A look at Nigerian society
Three women love and lose
By Katja Sembritzki
28/08/2022 10:57 am
Funmi lives in pure luxury, Zainab takes care of her paralyzed husband, Enitan has just divorced. In “You’re always a friend” Tomi Obaro tells about an unequal trio of women, about rebellion and a mega-marriage. But her debut is much more than a novel about friendship.
A novel about a female friendship? That doesn’t sound like anything groundbreaking at first. But don’t pass by Tomi Obaro’s “Freundin bblst du immer”. And that is hardly possible, because the colorfully designed cover of the book published by Hanserblau immediately catches the eye. The cover photo shows a stylized image of a black woman wearing a festive hat and eye-catching earrings.
The book also has a lot to offer in terms of content. In her debut novel, Obaro, who works as a culture editor in the US, tells the story of three Nigerians who met during their studies in the 1980s and see each other again almost 30 years later. But it’s not just the story of a friendship: the book offers in-depth insights into Nigeria’s daily life and culture.
Enitan, Funmi and Zainab are “practically sisters”, although the origins and life paths of the three could not be more different. Enitan grows up strictly Christian. The studies offer her the opportunity to escape the crushing love of her single mother. After graduating, she marries a white missionary and follows him to the United States.
As reserved as Enitan is, Funmi is brash and impulsive. She loses contact with her family, becomes pregnant and her relationship with a political activist ends in tragedy. Zainab is described as the most beautiful of the three women. She comes from an academic Muslim family. She wears the hijab more out of habit, she dreams of writing plays and falls in love with a man who strongly rejects her father.
In 2015, the three met for the first time since graduation. The occasion is the wedding of Funmi’s daughter Destiny. Funmi now lives a luxurious life in the mega-metropolis of Lagos, but doesn’t know how Yinka, her dubious husband who keeps staring at his smartphone, makes all the money. Destiny’s wedding becomes one of the great social events: a choreographed, multi-day, pompous ceremony, where the family can show off their wealth. But Destiny – who studies medicine but actually prefers taking pictures – seems anything but happy in the role of bride.
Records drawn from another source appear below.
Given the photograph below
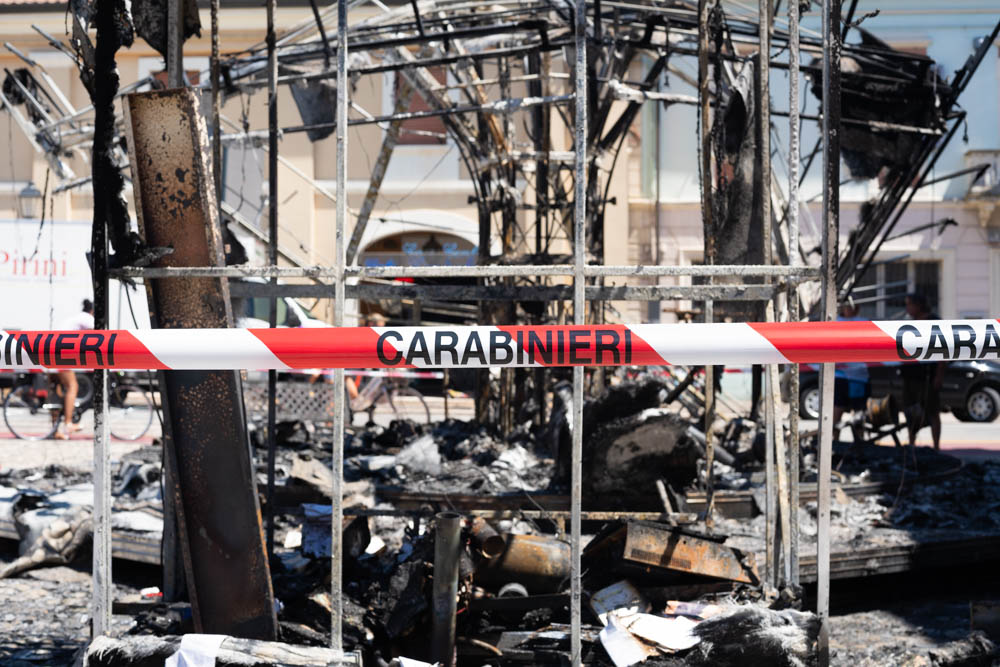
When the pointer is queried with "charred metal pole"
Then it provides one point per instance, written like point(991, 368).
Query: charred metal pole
point(272, 257)
point(447, 552)
point(579, 259)
point(831, 227)
point(337, 462)
point(793, 292)
point(708, 231)
point(764, 188)
point(214, 72)
point(108, 200)
point(541, 116)
point(175, 43)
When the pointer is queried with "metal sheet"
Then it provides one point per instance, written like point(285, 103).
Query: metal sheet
point(658, 546)
point(219, 516)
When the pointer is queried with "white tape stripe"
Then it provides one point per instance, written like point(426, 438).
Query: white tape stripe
point(478, 348)
point(201, 348)
point(695, 344)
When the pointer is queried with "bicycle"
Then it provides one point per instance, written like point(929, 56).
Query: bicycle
point(33, 410)
point(379, 392)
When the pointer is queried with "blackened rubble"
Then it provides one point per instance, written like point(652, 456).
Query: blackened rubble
point(513, 597)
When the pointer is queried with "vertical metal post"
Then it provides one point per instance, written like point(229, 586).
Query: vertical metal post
point(793, 293)
point(340, 254)
point(708, 232)
point(653, 312)
point(272, 255)
point(101, 581)
point(216, 130)
point(764, 189)
point(447, 552)
point(579, 256)
point(175, 43)
point(831, 226)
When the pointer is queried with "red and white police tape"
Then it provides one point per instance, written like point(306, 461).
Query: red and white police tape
point(482, 346)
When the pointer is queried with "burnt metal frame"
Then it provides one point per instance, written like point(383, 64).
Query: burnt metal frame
point(579, 273)
point(830, 47)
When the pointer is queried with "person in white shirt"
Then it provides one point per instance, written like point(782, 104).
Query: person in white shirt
point(851, 384)
point(81, 321)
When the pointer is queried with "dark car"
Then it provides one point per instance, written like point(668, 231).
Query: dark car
point(971, 389)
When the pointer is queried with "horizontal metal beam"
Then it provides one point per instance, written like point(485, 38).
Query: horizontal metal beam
point(484, 271)
point(512, 293)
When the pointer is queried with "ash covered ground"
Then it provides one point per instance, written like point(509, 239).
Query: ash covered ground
point(901, 620)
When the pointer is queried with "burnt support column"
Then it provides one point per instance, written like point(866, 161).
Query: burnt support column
point(228, 576)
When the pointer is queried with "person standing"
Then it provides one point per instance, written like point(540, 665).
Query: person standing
point(851, 385)
point(922, 381)
point(81, 321)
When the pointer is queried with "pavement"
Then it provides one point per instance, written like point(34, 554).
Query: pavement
point(968, 441)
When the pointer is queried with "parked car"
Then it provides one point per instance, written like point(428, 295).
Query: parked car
point(971, 389)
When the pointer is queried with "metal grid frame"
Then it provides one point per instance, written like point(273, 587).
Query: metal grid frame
point(579, 271)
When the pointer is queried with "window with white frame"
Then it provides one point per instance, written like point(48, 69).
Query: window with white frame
point(881, 291)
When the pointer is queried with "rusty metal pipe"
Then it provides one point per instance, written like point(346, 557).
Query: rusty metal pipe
point(489, 543)
point(447, 551)
point(541, 564)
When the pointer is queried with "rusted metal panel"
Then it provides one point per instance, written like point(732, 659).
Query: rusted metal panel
point(205, 437)
point(657, 545)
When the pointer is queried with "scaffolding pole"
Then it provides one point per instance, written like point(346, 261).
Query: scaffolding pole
point(340, 255)
point(579, 259)
point(831, 225)
point(272, 257)
point(794, 259)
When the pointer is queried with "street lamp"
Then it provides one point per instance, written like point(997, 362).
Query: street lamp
point(29, 202)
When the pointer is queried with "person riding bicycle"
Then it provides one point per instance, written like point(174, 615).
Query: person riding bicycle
point(82, 320)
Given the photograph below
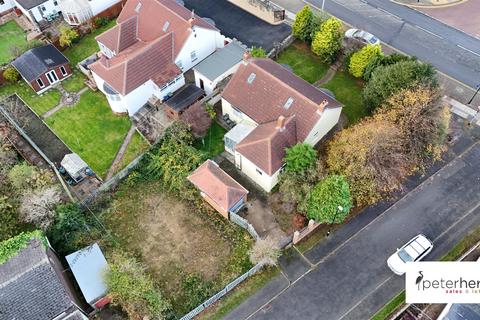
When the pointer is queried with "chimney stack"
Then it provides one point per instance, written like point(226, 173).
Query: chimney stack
point(280, 123)
point(322, 106)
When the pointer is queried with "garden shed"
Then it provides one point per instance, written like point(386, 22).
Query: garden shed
point(88, 266)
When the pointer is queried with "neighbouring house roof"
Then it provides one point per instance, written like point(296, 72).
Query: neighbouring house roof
point(265, 145)
point(185, 97)
point(221, 61)
point(217, 185)
point(29, 4)
point(147, 38)
point(88, 266)
point(30, 288)
point(35, 62)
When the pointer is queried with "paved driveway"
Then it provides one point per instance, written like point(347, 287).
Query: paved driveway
point(237, 23)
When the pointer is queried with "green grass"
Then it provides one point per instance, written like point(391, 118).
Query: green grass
point(390, 307)
point(10, 35)
point(303, 62)
point(75, 82)
point(91, 130)
point(86, 46)
point(136, 147)
point(239, 294)
point(348, 91)
point(212, 144)
point(39, 103)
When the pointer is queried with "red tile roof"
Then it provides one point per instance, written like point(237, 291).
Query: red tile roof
point(265, 145)
point(217, 185)
point(148, 36)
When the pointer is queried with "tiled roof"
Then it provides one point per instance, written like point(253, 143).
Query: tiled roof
point(30, 288)
point(217, 185)
point(265, 145)
point(267, 96)
point(148, 36)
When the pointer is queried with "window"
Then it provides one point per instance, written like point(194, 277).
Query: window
point(40, 83)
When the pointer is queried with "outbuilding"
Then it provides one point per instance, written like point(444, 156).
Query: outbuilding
point(42, 67)
point(218, 66)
While Funmi is in planning stress and refusing to see Destiny’s silent rage eyes, the other two friends arrive with worries of their own. Zainab takes care of her husband, who is paralyzed after a stroke. Enitan, on the other hand, has just divorced and is taking her 19-year-old daughter Remi with her. It is her first time in Nigeria, surprised and rebellious at the same time. Just in time, she sees Makoko, one of the worst slums in Lagos, pass by, shortly after, she is surrounded by servants in Funmi’s kitsch palatial house and casually asks, “What does Uncle Yinka do for a living?”.
An arc of tension and a heart
Like the characters, Obaro uses her book’s two timelines – university retrospective and reunion – to weave together the many facets of Nigerian society. In this way, readers learn not only about the cultural backgrounds of Hausa and Yoruba women, but also about the political unrest in the early 1980s. At the same time, the author repeatedly floods the dark side of Nigeria, for example when the bus taking Zainab to Lagos is kidnapped.
The fact that Obaro tells the story alternately from the perspective of the three friends is of course the ideal condition for an audiobook version. Abak Safaei-Rad, Alina Vimbai Strähler and Denise M’Baye give their respective protagonists their own unmistakable touch and transform the novel into a polyphonic listening experience.
Even if Destiny’s character eventually creates the tension, the heart of the novel remains the friendship between Zainab, Funmi and Enitan – which Stefanie Ochel translated into unsentimental, catchy German. All three women deal with the blows of fate, love them and lose them, but their bond remains unbreakable for decades and thousands of miles. Ultimately, your nuanced portraits – as a book or as an audio book – leave just as dazzling impression as the beautifully designed cover.